[comp.unix.wizards] File systems

m5@lynx.UUCP (Mike McNally) (06/25/88)

Is it true that the root file of a file system can be a regular file?
It doesn't seem like mkfs can make such a thing, but I can't see anything
about mount(2) that would disallow it.  If this is true, where's it
documented?

I am specifically interested in 4.[23], but if SV has this feature
I'd like to know.

-- 
Mike McNally of Lynx Real-Time Systems

uucp: lynx!m5 (maybe pyramid!voder!lynx!m5 if lynx is unknown)

tytso@athena.mit.edu (Theodore Y. Ts'o) (06/27/88)

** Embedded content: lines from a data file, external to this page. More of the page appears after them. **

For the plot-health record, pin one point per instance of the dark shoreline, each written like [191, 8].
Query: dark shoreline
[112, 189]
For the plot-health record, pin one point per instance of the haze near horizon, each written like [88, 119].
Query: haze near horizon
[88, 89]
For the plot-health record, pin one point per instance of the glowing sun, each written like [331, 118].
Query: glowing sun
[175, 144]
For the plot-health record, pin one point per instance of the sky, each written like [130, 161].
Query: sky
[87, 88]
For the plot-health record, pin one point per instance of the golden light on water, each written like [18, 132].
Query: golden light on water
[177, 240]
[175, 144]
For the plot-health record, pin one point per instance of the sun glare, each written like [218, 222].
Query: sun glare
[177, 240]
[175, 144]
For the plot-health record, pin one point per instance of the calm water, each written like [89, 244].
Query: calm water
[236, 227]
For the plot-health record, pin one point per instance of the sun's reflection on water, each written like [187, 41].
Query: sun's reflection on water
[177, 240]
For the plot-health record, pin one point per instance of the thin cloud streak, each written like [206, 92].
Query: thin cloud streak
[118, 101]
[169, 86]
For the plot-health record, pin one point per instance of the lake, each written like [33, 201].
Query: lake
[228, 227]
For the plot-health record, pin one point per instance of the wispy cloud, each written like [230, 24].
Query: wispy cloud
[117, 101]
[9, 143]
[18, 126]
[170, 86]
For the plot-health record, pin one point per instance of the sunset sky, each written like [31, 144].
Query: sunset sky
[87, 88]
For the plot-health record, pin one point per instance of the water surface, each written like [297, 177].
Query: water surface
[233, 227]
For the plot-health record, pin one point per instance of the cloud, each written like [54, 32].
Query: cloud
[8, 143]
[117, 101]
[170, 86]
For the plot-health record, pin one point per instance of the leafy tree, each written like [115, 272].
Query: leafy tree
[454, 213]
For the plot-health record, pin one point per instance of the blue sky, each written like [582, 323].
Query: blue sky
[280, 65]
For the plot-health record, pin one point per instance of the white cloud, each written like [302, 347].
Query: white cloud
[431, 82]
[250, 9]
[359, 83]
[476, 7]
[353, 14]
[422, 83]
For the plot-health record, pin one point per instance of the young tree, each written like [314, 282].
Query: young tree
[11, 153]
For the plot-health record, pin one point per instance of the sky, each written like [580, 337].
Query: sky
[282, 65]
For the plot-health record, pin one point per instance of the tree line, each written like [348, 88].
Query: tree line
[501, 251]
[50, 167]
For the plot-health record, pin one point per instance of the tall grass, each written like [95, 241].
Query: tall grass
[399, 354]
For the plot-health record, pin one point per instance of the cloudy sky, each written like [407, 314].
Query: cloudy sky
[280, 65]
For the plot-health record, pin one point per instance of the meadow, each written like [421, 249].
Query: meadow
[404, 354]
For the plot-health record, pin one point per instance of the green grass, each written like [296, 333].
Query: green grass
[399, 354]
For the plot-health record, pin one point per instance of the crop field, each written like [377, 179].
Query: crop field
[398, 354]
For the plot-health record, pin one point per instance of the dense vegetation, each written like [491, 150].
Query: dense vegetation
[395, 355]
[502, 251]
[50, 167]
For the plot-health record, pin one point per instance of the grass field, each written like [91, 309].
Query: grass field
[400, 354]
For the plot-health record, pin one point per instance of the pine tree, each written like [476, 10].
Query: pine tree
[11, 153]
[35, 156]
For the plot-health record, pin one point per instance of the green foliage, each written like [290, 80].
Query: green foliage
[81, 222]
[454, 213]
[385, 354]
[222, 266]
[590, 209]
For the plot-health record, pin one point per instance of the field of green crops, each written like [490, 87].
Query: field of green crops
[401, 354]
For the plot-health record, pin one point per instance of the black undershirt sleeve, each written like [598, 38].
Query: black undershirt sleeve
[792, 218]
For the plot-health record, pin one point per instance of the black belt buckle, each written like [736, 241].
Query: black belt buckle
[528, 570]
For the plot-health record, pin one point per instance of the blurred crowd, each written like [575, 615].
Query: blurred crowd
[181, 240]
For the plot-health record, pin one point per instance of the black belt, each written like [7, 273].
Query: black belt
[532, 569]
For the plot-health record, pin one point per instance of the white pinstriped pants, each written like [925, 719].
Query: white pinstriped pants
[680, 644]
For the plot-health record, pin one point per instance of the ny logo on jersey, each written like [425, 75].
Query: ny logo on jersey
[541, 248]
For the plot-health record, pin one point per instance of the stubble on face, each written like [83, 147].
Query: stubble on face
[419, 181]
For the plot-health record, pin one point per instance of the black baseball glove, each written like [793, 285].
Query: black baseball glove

In article <3964@lynx.UUCP> m5@lynx.UUCP (Mike McNally) writes:
>Is it true that the root file of a file system can be a regular file?
>It doesn't seem like mkfs can make such a thing, but I can't see anything
>about mount(2) that would disallow it.  If this is true, where's it
>documented?
>
>Mike McNally of Lynx Real-Time Systems

Well, for while at Athena we were running Todd Brunhoff's Remote File
System, which used zero length files as its mountpoints.  (Note: this
is NOT the RFS which most people commonly think of)  We eventually
switched over to NFS, but it CAN be done.